Nostra Signora Inès (circus)
Maggio 20, 2008
di Vincenzo Branà
Qualcuna in passerella sembra esserci nata. E manco ci si fa caso, nel vederla sfilare, a quei peli lunghi e duri su cosce e avambracci che, a dispetto delle bionde chiome, non mentono sulla virilità anagrafica. Per altre invece ogni anno è l’ennesimo tentativo: progettano palazzi di cartapesta e fuochi d’artificio, su un baldacchino che regolarmente frana al secondo gradino dell’entré. Ma in ogni caso, caschi il mondo o la sottogonna, ogni anno, a the Italian Miss Alternative, quando si accendono i riflettori scatta l’incantesimo.
Si va oltre l’identità, e sul tema si azzarda la giocoleria: un transessuale m/f sposa un uomo gay , di molti chili e centimetri inferiore alla consorte, si potrebbe dire la metà. E il suddetto marito, il piccoletto, qualche anno prima sfilava in abitino minigonna e paralume in testa, a braccetto con amico gay alto e filiforme – molto più alto, si potrebbe dire il doppio – a rappresentare la coppia di abat-jour della camera da letto. Insomma non inseguiamo il filo per non perderci nella matassa. Perché qui il problema non è essere gay, lesbiche, transessuali, alti, bassi, filiformi o monumentali. Il problema – l’Aids – resta lo stesso per tutti. E per una sera, chiunque tu sia, vale pure una sfilata. Da vedere, in un cortile, di buon grado. O da tentare, smettendo i panni dell’impiegato, dello studente, del cameriere o del facchino, per calzare tacco 15 e mostrare alla tribuna i frutti del magico connubio tra un uomo e una Singer .
Ogni sedia con un bolognese che batte le mani sono 15 euro, che moltiplicati per il numero delle sedie sono qualche migliaio. Ci togli le spese, e voilà un gruzzoletto neanche troppo ricco da spartire tra alcune delle rare realtà che a Bologna hanno a cuore la lotta all’Aids. Lila, Mit, Ida e Progetto Salute Cassero: quattro corpi con un solo polmone, a tener stretta una sopravvivenza che a tratti è agonia. A Bologna, contrariamente a quanto avviene in tutte le altre città della regione, sono in aumento i nuovi casi di Aids. Il contagio, in altre parole, sta riprendendo quota. Tirando le somme – in maniera approssimativa perché è pressoché impossibile fotografe il fenomeno Aids con precisione – il numero di sieropositivi in Emilia Romagna oscillerebbe tra 6.000 e 9.000. Un intero Comune della pianura, per intenderci. Oppure la popolazione sommata di tre cittadine del nostro appennino.

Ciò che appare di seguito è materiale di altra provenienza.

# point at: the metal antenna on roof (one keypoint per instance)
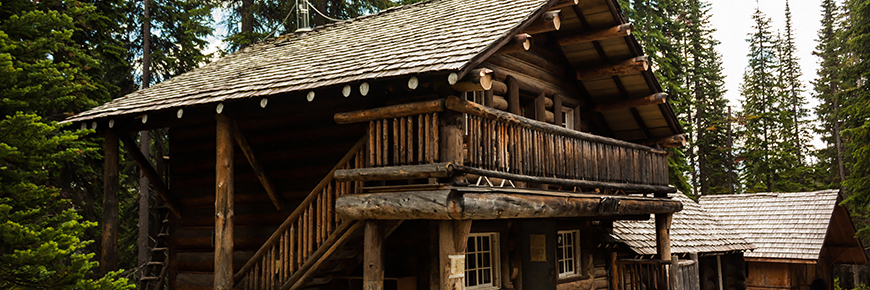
(302, 17)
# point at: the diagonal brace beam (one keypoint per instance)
(150, 173)
(258, 168)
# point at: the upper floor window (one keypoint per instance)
(566, 252)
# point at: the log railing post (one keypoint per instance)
(452, 243)
(373, 272)
(111, 186)
(223, 241)
(663, 242)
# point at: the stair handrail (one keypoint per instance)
(300, 209)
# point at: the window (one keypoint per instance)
(566, 253)
(481, 261)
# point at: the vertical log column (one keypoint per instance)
(223, 206)
(111, 186)
(663, 242)
(373, 273)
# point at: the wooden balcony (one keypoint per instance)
(405, 142)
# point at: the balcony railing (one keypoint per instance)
(503, 145)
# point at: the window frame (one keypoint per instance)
(575, 251)
(495, 261)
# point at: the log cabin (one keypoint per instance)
(800, 237)
(708, 255)
(448, 144)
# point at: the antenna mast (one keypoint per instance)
(302, 17)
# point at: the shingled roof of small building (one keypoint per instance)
(430, 36)
(693, 230)
(781, 225)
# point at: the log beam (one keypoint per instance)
(631, 66)
(373, 255)
(519, 42)
(550, 21)
(654, 99)
(111, 186)
(258, 168)
(224, 201)
(477, 80)
(678, 140)
(455, 204)
(437, 170)
(621, 30)
(564, 3)
(151, 173)
(395, 111)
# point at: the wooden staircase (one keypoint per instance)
(308, 246)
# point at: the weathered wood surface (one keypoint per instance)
(630, 66)
(668, 142)
(444, 169)
(111, 186)
(373, 255)
(396, 111)
(479, 79)
(151, 173)
(621, 30)
(224, 215)
(654, 99)
(459, 105)
(520, 42)
(550, 21)
(255, 164)
(447, 204)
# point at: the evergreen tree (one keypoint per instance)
(661, 35)
(826, 88)
(760, 107)
(44, 71)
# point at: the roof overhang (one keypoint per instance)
(483, 203)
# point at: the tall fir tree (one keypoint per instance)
(760, 107)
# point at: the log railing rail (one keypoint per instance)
(505, 145)
(307, 236)
(641, 274)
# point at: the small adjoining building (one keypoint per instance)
(448, 144)
(708, 254)
(799, 236)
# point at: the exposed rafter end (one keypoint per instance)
(675, 141)
(630, 66)
(550, 21)
(621, 30)
(520, 42)
(654, 99)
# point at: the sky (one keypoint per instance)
(733, 21)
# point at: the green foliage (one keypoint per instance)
(40, 233)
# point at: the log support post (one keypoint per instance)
(223, 209)
(111, 186)
(663, 242)
(450, 132)
(452, 242)
(373, 273)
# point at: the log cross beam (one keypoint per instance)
(654, 99)
(621, 30)
(258, 168)
(630, 66)
(150, 173)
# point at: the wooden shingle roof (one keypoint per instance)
(693, 230)
(431, 36)
(781, 225)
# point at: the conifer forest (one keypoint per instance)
(61, 57)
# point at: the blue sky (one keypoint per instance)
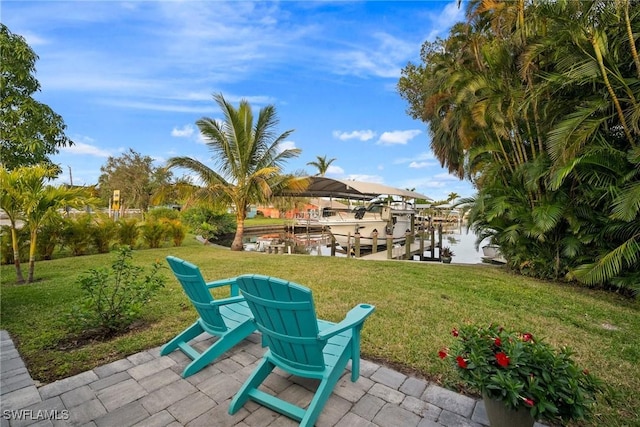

E chissà che credevamo di esserci messi alle spalle assieme agli anni Ottanta, chissà dopo lo spauracchio quanto si è dormito convinti che le tempeste del passato non potessero mai più irrompere all’orizzonte. E invece l’Aids è sempre stato in agguato. Nelle coppie eterosessuali quanto in quelle gay, nei battuage come negli uffici..
Oggi il sesso è un’esperienza precoce, una tappa da bruciare. E a volte un malcostume. Perché lo si pratica da inconsapevoli, ricchi solo di un telefonino che ha convogliato sotto lo sguardo l’illecito e il trasgressivo, shakerati assieme e senza didascalia. Lì si insidia il pericolo, e la colpa di chi sul tema continua a dormire o a far dormire. Le modelle della Maison – qui ne vedete una decina ritratte dall’obbiettivo di Claudia Marini – la sveglia la fan suonare una volta l’anno. Si fa spettacolo, senza alcuna velleità. E si cerca di tirare il fiato, perché in quattro, quando si respira poco e tutti da un polmone, a volte sembra quasi di soffocare.